What’s going on here?
Is he afraid of making a mistake?
Does he not trust in his own abilities?
Is there some over-depending on mom happening?
A combination of all the above?
In the 20+ years of working with Japanese children, I’ve seen this pattern many times. It’s normal and children out grow it over time.
If you see this pattern in your child, please don’t ever make them “wrong” for behaving this way… even if it’s annoying. Don’t make a child bad when it’s actually the behavior that needs to be addressed.
A child and their behavior are two separate things. I need to write in detail about this point later because it’s super important for developing healthy self-esteem, in children.

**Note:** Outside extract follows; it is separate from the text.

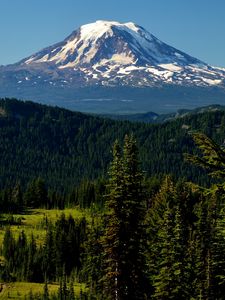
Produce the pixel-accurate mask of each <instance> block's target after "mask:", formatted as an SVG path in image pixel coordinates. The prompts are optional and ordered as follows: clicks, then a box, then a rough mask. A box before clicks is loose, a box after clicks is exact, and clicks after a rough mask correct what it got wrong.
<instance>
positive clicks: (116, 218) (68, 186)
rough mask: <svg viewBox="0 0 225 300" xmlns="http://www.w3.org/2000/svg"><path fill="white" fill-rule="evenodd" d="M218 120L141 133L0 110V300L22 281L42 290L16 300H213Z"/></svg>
mask: <svg viewBox="0 0 225 300" xmlns="http://www.w3.org/2000/svg"><path fill="white" fill-rule="evenodd" d="M224 118H225V113H224V112H223V111H219V110H218V111H214V112H208V113H207V112H205V113H203V114H196V115H192V116H187V117H183V118H179V119H175V120H171V121H169V122H166V123H163V124H157V125H151V124H142V123H131V122H128V121H124V122H122V121H112V120H108V119H101V118H99V117H97V116H91V115H84V114H81V113H75V112H70V111H67V110H64V109H60V108H51V107H47V106H43V105H39V104H34V103H32V102H22V101H17V100H15V99H14V100H12V99H4V100H1V101H0V149H1V158H0V179H1V180H0V187H1V191H0V203H1V210H0V217H1V218H0V225H1V228H0V241H1V249H0V251H1V253H0V255H1V256H0V279H1V282H3V283H4V286H2V285H1V290H0V297H1V293H4V289H5V290H6V288H7V286H10V284H12V283H13V282H24V283H25V282H26V283H30V286H32V284H33V283H39V284H41V285H42V291H41V292H38V293H35V292H34V291H32V289H30V291H28V292H27V293H26V295H24V296H23V298H21V297H22V296H18V297H19V298H18V299H28V300H30V299H45V300H47V299H49V300H50V299H68V300H69V299H70V300H72V299H106V300H107V299H116V300H123V299H127V300H128V299H129V300H132V299H134V300H135V299H159V300H162V299H165V300H166V299H181V300H182V299H185V300H186V299H205V300H209V299H224V292H225V230H224V226H225V212H224V198H225V187H224V177H225V151H224V148H223V143H224V131H225V127H224V124H225V122H224ZM53 209H57V212H59V214H58V213H57V215H56V217H55V218H54V219H51V218H49V217H48V216H47V211H49V212H51V211H53ZM66 209H70V210H71V211H72V212H73V211H75V210H76V211H79V214H77V215H76V216H75V215H72V214H69V215H66V214H65V213H64V212H65V211H66ZM41 210H44V211H45V217H44V218H43V219H42V220H41V222H39V223H37V224H36V225H35V226H34V227H33V229H32V230H30V229H29V228H28V226H27V223H26V222H27V219H26V218H27V217H26V216H27V215H28V216H30V217H31V219H32V218H33V219H35V217H36V215H35V214H37V212H40V211H41ZM33 221H34V220H33ZM28 229H29V230H28ZM75 284H82V285H83V286H84V288H83V289H80V290H79V291H77V290H75ZM52 285H56V286H57V289H56V290H55V291H54V292H52V291H50V287H51V286H52ZM2 290H3V291H2ZM7 293H8V295H9V297H8V298H7V297H6V298H4V299H9V298H10V294H9V292H7ZM18 295H19V294H18Z"/></svg>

With this particular child, I knew he could write his name, so it had to be a fear of making a mistake and an over dependence on mommy that was driving the behavior.
This child needs to know making mistakes is perfectly fine, a part of life and one of the best ways to learn. How I teach this is to teach the phrase “I don’t know” and be very funny and silly in my demonstration. Usually, the look on the child’s face projects a sense of relief.
In Japan, cultural rules are very strict and one should be super careful when following them. This is fine and to an extreme, it makes small children very nervous and afraid to make mistakes.
Sometimes when I meet a child that is overly afraid of making mistakes, I intentionally poor my drink on the floor but it looks like I accidentally did it, then I start to laugh and clean it up. I am teaching in this case, that making mistakes is a part of life and it’s perfectly normal.
SIDENOTE: Talking to small children is not as effective as showing them. They learn best by modeling what they see, not what they hear.
Children that are afraid of making mistakes have a hard time making decisions. To train them out of this pattern, give them two choices. For example, would you like to do your homework before or after dinner? Would you like cold or warm tea? Making small and safe choices will strengthen their decision making muscle.
Humans tend to take the road of least resistance. If a child can just tell mommy to give them the answer or whatever, they will keep using this strategy, i.e., take the easy road. It may be fast and easy but it does not help the child develop and it’s very taxing on mommy. I’ve met many families stuck in this pattern. For some, it seems to be a vehicle for demonstrating love but soon the love turns into resentment.
One of our goals as parents and teachers is to promote independence as soon as possible. My style of interacting with children cultivates independence.